A veces los hombres muestran una presciencia sorprendente: el mito de Fausto, por ejemplo, que es tratado varias veces al comienzo de la era moderna. Hay una especie de profecía aquí, una premonición. Pero lo que caracteriza estos estallidos de previsión es que ven oscuramente a través de un vidrio, ya que ven en términos del lenguaje antiguo: Fausto vende su alma al diablo. No son en ningún sentido predicciones categóricas. La ciencia humana mira hacia atrás. Es ineludiblemente histórica.

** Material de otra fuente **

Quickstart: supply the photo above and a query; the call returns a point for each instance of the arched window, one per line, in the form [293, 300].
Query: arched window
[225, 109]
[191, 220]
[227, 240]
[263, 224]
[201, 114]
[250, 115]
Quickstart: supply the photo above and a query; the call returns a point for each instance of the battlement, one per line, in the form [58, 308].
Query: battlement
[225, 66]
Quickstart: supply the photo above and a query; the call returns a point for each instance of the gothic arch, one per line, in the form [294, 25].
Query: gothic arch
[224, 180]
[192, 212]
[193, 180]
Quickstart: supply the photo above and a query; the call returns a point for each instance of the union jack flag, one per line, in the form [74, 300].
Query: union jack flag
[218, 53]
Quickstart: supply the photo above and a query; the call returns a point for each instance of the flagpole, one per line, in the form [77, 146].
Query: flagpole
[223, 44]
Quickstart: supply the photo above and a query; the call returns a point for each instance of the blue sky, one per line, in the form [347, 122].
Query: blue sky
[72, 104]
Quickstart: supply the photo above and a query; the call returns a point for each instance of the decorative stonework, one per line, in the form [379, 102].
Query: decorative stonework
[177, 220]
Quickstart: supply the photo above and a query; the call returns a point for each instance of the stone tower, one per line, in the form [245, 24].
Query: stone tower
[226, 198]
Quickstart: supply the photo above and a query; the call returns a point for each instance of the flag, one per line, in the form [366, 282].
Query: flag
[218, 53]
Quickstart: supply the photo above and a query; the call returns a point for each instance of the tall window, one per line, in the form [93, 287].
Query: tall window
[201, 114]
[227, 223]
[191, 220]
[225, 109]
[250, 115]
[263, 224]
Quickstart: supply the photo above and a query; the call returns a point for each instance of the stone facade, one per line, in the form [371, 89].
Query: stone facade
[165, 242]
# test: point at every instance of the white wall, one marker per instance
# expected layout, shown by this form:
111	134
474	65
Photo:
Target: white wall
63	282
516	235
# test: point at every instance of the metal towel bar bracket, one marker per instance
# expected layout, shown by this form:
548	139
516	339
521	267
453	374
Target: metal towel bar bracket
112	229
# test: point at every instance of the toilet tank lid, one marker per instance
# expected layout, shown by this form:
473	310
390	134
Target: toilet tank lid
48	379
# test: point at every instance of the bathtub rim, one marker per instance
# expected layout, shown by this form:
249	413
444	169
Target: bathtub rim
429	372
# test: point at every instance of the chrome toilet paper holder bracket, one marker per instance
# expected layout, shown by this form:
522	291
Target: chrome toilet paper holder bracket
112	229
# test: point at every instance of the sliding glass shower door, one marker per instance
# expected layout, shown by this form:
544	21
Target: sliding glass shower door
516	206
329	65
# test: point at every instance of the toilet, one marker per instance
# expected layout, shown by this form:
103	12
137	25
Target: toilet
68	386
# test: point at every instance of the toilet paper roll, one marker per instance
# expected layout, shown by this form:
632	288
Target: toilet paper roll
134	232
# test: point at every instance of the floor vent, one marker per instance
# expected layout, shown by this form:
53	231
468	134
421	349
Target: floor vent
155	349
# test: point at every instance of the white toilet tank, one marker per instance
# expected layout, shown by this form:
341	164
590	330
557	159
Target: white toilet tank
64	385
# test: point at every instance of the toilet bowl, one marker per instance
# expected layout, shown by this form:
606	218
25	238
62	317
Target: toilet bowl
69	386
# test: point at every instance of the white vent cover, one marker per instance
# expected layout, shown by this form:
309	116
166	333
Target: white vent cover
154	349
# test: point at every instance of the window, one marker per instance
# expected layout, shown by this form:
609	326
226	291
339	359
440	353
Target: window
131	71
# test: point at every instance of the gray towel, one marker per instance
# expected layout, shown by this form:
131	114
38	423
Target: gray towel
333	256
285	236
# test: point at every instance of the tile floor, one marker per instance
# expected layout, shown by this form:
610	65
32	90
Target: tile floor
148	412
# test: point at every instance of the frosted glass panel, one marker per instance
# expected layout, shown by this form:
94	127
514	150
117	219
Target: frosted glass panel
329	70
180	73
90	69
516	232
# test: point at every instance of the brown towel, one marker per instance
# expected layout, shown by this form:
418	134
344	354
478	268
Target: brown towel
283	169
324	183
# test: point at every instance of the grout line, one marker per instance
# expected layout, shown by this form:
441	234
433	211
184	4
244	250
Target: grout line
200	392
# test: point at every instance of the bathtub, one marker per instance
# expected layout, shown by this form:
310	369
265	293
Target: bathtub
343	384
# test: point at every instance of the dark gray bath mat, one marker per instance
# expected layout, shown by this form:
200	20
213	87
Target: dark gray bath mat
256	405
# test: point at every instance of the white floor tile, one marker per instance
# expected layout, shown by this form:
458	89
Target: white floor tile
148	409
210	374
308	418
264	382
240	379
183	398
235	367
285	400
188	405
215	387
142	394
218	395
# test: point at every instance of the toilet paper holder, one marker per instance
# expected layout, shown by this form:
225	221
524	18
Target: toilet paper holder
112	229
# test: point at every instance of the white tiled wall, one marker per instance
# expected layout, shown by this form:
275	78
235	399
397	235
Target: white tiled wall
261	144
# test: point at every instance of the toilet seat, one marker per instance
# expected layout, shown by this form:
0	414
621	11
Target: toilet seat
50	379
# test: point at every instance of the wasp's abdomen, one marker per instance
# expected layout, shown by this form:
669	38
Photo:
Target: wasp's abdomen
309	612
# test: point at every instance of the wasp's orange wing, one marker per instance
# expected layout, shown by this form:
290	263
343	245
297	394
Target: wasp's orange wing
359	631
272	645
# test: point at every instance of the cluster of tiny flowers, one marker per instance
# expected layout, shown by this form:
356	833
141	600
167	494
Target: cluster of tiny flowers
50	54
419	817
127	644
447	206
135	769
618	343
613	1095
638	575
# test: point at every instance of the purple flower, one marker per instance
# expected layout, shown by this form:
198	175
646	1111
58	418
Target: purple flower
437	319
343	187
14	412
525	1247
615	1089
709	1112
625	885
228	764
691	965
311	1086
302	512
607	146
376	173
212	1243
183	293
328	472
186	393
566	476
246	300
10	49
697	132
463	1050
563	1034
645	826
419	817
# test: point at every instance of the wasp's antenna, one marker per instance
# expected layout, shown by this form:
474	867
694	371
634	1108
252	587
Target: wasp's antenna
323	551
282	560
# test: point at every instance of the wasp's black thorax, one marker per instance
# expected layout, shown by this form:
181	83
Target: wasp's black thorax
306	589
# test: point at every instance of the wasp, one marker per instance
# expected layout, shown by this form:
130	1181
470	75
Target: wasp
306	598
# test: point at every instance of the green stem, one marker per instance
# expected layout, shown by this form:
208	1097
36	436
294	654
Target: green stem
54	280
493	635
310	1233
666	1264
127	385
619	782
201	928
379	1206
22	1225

Hay pues buenas razones, tanto en argumentos epistemológicos como atendiendo a su mayor fecundidad, para optar por las ciencias hermenéuticas del hombre. Pero no podemos ocultar a nuestros ojos en qué medida esta opinión rompe con ciertos conceptos de uso corriente acerca de nuestra tradición científica. No podemos medir tales ciencias enfrentándolas a las exigencias de una ciencia de la verificación: no podemos juzgarlas por su capacidad de predicción. Tenemos que aceptar que están basadas en intuiciones que no comparten todos y, lo que es peor, que estas intuiciones están íntimamente ligadas a nuestras opciones fundamentales. Estas ciencias no pueden ser libres de valores (wertfrei): son ciencias morales en un sentido más radical de lo que lo entendió el siglo dieciocho. Finalmente, su prosecución satisfactoria requiere un alto grado de autoconocimiento, una libertad respecto de la ilusión, en el sentido del error que se arraiga y expresa en nuestro modo de vivir: pues nuestra incapacidad de comprender está arraigada en nuestra propia autodefinición, por lo tanto en lo que somos. Decir esto no es decir nada nuevo: Aristóteles señala algo similar en el Libro I de su Ética. Pero sigue siendo algo radicalmente escandaloso y no asimilable para la tendencia predominante de la ciencia moderna.